Через несколько недель он позвонил мне, чтобы сказать, что в Нью-Йорк должен приехать Георгий Арбатов, могущественный директор Института США и Канады, возглавлявший этот весьма авторитетный московский мозговой центр. Арбатов часто приезжал в Соединенные Штаты, и считалось, что по вопросам американо-советских отношений он говорит от имени самого верха.
Обязательный участник американских теледискуссий и любимец интервьюеров и организаторов конференций, он, как говорили, был ближайшим советником Брежнева по всем аспектам американской политики, и хотя я колебалась, Валентин решительно настаивал на том, чтобы я увиделась с Арбатовым. Намечался прием в советском представительстве при ООН, и Бережков послал мне приглашение.

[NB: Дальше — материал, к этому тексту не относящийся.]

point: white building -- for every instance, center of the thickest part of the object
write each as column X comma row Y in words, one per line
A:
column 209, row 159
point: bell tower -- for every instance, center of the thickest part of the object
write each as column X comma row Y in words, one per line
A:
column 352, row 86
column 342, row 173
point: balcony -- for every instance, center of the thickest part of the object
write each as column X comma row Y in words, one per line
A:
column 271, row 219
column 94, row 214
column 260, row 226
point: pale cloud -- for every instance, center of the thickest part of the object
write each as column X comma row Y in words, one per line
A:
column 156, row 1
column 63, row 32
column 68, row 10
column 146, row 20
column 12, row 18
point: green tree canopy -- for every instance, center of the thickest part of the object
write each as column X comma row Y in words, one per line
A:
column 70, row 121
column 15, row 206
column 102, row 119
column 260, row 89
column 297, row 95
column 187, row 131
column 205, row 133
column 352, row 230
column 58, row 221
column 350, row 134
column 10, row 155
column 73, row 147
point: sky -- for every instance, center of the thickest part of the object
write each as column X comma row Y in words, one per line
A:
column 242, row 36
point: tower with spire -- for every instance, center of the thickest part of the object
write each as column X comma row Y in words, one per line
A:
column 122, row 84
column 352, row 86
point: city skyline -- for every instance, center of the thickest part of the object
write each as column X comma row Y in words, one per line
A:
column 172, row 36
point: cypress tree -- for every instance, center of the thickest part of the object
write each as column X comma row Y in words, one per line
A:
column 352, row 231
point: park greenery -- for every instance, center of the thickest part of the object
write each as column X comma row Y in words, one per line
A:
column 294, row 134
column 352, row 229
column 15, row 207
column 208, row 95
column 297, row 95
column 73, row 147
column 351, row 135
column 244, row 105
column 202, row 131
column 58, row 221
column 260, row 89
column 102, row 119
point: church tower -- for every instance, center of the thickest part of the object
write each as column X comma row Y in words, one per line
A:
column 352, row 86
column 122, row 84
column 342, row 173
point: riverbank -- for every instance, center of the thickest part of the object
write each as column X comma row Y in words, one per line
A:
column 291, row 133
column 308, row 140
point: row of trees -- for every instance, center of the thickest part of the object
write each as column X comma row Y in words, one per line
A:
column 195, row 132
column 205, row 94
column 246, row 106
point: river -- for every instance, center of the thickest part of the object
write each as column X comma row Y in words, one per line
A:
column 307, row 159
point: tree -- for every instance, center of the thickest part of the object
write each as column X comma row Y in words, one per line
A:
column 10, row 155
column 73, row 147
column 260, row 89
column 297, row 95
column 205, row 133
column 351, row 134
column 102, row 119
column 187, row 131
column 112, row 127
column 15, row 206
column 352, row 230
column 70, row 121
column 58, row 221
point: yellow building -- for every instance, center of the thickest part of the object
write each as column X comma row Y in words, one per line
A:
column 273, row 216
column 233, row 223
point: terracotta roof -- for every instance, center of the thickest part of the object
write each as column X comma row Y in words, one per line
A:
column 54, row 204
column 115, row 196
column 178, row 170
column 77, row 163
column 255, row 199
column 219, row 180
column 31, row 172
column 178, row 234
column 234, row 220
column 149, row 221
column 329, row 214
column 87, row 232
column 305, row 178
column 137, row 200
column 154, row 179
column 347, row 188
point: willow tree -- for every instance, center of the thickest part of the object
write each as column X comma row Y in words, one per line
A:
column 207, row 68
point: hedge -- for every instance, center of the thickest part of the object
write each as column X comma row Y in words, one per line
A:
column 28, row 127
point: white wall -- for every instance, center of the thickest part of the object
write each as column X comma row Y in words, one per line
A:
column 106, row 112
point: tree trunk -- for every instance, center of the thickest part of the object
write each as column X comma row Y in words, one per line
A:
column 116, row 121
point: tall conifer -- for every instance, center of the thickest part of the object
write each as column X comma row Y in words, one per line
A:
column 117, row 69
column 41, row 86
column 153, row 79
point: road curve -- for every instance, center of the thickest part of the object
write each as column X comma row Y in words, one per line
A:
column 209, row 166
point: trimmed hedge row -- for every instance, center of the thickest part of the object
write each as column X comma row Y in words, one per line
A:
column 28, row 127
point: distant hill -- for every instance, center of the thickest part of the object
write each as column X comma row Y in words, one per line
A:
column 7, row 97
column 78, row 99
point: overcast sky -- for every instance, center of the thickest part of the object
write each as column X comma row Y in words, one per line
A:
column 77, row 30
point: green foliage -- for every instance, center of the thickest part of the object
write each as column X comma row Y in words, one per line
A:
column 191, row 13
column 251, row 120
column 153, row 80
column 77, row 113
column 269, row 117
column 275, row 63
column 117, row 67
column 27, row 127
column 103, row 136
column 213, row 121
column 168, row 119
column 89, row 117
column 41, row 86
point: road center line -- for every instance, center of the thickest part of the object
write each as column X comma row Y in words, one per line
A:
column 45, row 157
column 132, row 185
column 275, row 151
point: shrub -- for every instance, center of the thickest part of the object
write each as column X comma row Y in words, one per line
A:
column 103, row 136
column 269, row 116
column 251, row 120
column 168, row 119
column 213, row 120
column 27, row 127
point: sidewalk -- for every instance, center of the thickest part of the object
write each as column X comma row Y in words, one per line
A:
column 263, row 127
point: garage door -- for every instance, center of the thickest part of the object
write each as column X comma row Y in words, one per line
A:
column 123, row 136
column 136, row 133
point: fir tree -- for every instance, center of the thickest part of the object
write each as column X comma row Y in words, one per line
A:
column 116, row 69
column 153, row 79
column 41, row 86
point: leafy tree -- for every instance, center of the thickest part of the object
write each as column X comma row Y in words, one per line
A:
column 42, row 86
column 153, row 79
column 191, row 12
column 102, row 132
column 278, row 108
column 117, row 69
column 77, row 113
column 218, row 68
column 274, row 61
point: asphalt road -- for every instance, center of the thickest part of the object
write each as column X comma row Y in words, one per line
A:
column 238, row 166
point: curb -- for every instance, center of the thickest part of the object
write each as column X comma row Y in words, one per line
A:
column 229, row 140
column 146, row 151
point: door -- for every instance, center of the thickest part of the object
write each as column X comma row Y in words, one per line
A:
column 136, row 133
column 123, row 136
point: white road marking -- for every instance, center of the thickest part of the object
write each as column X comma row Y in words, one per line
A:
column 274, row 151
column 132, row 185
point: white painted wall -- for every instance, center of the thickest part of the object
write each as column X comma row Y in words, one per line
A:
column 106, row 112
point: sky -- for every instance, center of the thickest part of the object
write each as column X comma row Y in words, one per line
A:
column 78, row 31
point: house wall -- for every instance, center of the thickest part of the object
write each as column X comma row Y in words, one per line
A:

Одевшись строго, во все черное, я с опаской приближалась к зданию на Шестьдесят седьмой улице с его плотно запертыми, пугающими дверями. Я нередко участвовала в демонстрациях перед этим запретным для меня зданием вместе с Кэрол Чэннинг, Джоэлом Греем и другими людьми из шоу-бизнеса, держа в руках плакаты в поддержку диссидентов в Советском Союзе, включая великого танцовщика и моего друга Валерия Панова, томившегося под домашним арестом в Ленинграде. Множество всевидящих камер, установленных на здании, люди на крыше в белых комбинезонах, выглядевшие как зловещие снеговики, фотографировали всех нас сверху, но внутри я ни разу не была. Тем холодным зимним вечером, волнуясь и собрав остатки храбрости, я нерешительно постучала в дверь. Она не была заперта, и неприветливый охранник открыл ее передо мной. На входе было совсем пусто – одна только вешалка. Еще один строгий человек, подозрительно посмотрев на меня, спросил мое имя и безмолвно принял у меня пальто. С ощущением, что я уже каким-то образом очутилась в Москве, я прошла через чинные залы с расставленными в них креслами в красно-коричневой коже – совсем в советском стиле, мимо портретов Ленина и Андропова и вошла в большой зал приемов, где уже собралась толпа гостей. На длинном столе, уставленном закусками, в небольшой кружок были поставлены бутылки водки, вина и минеральной воды. Валентин, слава Богу, уже был здесь и быстро повел меня знакомиться с Георгием Аркадьевичем Арбатовым.
Арбатов оказался высоким человеком, далеко за пятьдесят, чей длинный нос и еще более вытянутое довольное лицо придавали ему вид постаревшего бладхаунда. В гладкой манере советских чиновников, привыкших иметь дело с иностранцами, не упомянув о моей визе напрямую, он приветствовал меня с легкой улыбкой:
– Я так понимаю, что у вас есть некоторые проблемы с нашими бюрократами.
Еще бы, сказала я про себя.
И он приветливо продолжил:
– И у меня они есть тоже. Попробуйте подать заявление снова.
Я ответила ему, что не могу приехать раньше сентября.
Он лишь повторил:
– Попробуйте снова, – и двинулся дальше. Весь обмен фразами занял не больше двух минут. Я постояла чуть дольше, перебросилась парой слов с другими советскими официальными лицами, обменялась рукопожатием с Олегом Трояновским, советским представителем при ООН, и довольно быстро ретировалась, с облегчением покинув давящую советскую атмосферу и вновь оказавшись на шумных улицах Нью-Йорка.
Следуя совету Арбатова, через несколько месяцев я снова подала заявление на получение визы, полагая, что его опять отвергнут. Но на этот раз никаких сложностей не возникло, и я получила долгожданную визу. Оказалось, что вынужденная задержка стала судьбоносной, поскольку в последний момент произошла трагическая международная катастрофа, чуть не сорвавшая мою поездку.